Our government believes in an inclusive society where people who have disabilities are actively and integrally involved in our schools, our workforce and our neighbourhoods. Since 2003, the Ontario Liberal government has been continuously working toward this goal. With the inception of the Accessibility for Ontarians with Disabilities Act (AODA) in 2005, our government made Ontario a leader in Canada on accessibility issues. The AODA is a clear indicator of our commitment to a fully accessible Ontario. We have started removing walls that prevent complete inclusion in society for those who have disabilities. The AODA has also allowed us to start changing attitudinal, physical, technological and social barriers.
We have also gone further than the AODA to help us build an inclusive society. We have increased social assistance rates by seven per cent, and have simplified rules around earnings exemptions so that people on ODSP are provided with incentives and flexibility to work the hours they are able.
We have also extended drug, dental and vision care benefits for people leaving ODSP for employment. People with disabilities no longer have to worry that they will lose their benefits if they leave ODSP. And, we have created an Employer Outreach Secretariat to engage employers in expanding sustainable job opportunities for people with disabilities. In addition, we launched the Employment Innovations Fund in 2006 to work with employers to expand job opportunities for people on social assistance, including people with disabilities.
In response to your suggestions:
Strengthening the accessibility standards development process:
The AODA is a historic piece of legislation not only because of the accessibility standards it will set, but also because of the process by which those standards are being created. Our government has proven its commitment to openness and discussion, and has worked hard with the disability community to create a fair and effective process. We will commit to a number of steps to ensure that we continue to build an accessible and inclusive society. These include:
- Ensuring that the membership of the standards development committees is comprised of a 50 per cent representation by the disabled or those representing the disability community. We will also waive the ministries’ official roles as committee members.
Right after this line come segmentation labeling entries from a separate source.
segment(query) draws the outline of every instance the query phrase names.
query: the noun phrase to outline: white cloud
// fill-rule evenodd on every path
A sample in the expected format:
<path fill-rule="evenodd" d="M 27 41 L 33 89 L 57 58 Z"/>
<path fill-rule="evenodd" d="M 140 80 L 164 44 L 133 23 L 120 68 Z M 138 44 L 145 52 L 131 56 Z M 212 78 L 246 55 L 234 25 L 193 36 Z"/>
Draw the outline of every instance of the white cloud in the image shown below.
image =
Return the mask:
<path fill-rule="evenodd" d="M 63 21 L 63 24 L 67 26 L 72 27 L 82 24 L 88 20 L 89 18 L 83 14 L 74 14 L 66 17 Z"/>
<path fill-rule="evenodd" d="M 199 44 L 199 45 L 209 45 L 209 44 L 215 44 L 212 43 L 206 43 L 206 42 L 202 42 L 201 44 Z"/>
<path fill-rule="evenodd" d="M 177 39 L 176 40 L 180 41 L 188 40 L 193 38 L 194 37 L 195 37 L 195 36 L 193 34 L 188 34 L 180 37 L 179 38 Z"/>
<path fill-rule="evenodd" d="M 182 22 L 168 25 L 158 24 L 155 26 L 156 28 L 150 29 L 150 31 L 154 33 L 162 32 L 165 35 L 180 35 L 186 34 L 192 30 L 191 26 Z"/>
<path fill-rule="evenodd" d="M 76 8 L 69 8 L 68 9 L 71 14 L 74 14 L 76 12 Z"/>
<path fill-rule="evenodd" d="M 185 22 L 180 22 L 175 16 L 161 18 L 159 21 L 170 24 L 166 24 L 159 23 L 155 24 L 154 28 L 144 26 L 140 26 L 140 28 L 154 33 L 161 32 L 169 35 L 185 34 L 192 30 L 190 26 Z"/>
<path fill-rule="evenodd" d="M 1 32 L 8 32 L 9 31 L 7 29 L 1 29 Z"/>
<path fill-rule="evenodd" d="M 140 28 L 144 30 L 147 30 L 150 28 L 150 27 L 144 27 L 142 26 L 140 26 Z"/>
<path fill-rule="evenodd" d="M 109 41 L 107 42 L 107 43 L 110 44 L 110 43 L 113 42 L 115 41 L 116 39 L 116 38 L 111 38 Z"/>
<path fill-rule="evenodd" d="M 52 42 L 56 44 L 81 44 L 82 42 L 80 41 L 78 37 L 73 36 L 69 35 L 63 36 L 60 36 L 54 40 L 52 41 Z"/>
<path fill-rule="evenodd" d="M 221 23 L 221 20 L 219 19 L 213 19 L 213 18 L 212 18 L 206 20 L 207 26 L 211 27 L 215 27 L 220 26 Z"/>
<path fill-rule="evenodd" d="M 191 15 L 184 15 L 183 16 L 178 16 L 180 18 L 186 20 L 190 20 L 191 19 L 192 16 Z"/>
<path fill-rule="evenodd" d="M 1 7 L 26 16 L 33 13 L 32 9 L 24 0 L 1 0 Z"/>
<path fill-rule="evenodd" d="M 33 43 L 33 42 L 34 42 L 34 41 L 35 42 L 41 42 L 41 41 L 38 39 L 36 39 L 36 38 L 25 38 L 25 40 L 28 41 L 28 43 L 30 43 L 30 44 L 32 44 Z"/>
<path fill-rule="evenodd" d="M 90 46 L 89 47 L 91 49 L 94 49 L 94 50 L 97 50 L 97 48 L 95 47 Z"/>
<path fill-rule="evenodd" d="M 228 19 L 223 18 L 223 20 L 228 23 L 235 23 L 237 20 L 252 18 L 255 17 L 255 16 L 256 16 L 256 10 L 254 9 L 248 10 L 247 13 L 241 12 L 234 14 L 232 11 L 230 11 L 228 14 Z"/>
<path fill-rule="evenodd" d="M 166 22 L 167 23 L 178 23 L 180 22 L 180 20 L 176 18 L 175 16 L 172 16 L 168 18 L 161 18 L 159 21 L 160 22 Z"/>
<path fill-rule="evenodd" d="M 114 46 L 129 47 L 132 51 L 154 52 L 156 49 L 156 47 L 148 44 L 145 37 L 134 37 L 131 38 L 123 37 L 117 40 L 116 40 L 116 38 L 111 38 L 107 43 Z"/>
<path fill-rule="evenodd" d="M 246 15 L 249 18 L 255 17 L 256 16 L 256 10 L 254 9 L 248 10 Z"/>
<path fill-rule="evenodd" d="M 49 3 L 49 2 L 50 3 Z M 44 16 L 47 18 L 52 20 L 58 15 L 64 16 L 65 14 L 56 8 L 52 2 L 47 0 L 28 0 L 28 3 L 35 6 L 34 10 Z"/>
- Hiring a full-time staff member to help bring the disability community’s voice to the table.
- Allowing the standard development committees to have presenters come to their meetings.
- Allowing the standard development committees to vote on individual clauses, to be put forward for the proposed standards.
An independent review of the implementation of the AODA to ensure substantial progress is being made for Ontario to become fully accessible by 2025.
We continue to be open to feedback on how the legislation is working and to be committed to ensuring the AODA fulfills its potential.
Our process for developing standards is one that is open and consultative. The standards have been, and will continue to be, created by the public, including persons with disabilities and affected individuals and organizations. We will continue to have public consultation on the standards before they are finalized. The minister will also continue to rely on advice from the Accessibility Standards Advisory Council (ASAC), until recently chaired by David Onley, who has been an active advocate for people with disabilities in the province.
The role and responsibilities of ASAC include advising on the process for the development of accessibility standards and the progress made by the committees. The majority of ASAC members must be persons with disabilities.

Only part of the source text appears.